Barclays in the dock over Libor

Barclays could become the first bank to be sued for manipulating the Libor (London interbank offered rate) interest rate after a High Court judge cleared the way for legal action. Guardian Care Homes is suing the bank for £38m.

It claims it was mis-sold two products by Barclays – known as interest rate swaps – to protect it from rising interest rates. The price of the products was based on Libor. Guardian is claiming Barclays’ manipulation of Libor unfairly increased its costs.

Despite Barclays’ best efforts to get the case thrown out, it will be heard next year. If Barclays loses it could open the floodgates to more lawsuits across the globe. The size of potential claims against the banks could be huge. This is because Libor is used as the key reference rate for the pricing of derivatives contracts estimated to be worth over $300trn.

What the commentators said

Shawn Baldwin in Forbes reckons that litigation over Libor will drive down the profits of banks for years to come. He says: “We could be seeing the nascent stages of a series of lawsuits that may someday rival the most expensive and longest-running set of cases in history: asbestos litigation.”

Larry Elliott writing in The Guardian reckons 18th-century economist Adam Smith would have been the perfect eye witness in any upcoming trial. In 1776 Smith said “People of the same trade seldom meet together even for merriment and diversion, but the conversation ends in a conspiracy against the public, or in some contrivance to raise prices.”

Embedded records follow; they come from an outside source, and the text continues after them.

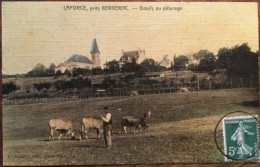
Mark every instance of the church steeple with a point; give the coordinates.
(94, 48)
(95, 54)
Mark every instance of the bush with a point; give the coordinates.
(40, 86)
(9, 87)
(78, 83)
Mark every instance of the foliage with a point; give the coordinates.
(78, 83)
(224, 58)
(112, 66)
(51, 70)
(193, 78)
(80, 71)
(129, 67)
(207, 60)
(180, 63)
(9, 87)
(148, 65)
(58, 73)
(66, 72)
(41, 71)
(40, 86)
(239, 61)
(97, 71)
(108, 82)
(38, 71)
(148, 82)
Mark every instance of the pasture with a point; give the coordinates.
(181, 129)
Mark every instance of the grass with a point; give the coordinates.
(181, 129)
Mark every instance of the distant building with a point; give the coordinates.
(80, 61)
(166, 62)
(74, 61)
(192, 60)
(95, 54)
(128, 57)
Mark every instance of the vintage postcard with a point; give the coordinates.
(101, 83)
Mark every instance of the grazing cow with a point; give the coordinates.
(134, 93)
(138, 123)
(61, 127)
(91, 123)
(183, 89)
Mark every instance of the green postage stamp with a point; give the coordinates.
(241, 138)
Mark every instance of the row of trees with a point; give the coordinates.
(237, 61)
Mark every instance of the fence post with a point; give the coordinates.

But Barclays isn’t just in the dock for alleged Libor fixing. Its power trading business is now being investigated in the US as is its compliance with the US Foreign Corrupt Practices Act.

Meanwhile it, along with many other banks, still has to deal with the fact that revenues at its investment banking business are slowing down – the latest earnings figures fell short of forecasts – while its costs are too high. Given the mounting risk of lawsuits, regulatory probes and uncertainty over future revenue, we’d avoid the shares of Barclays and other UK banks.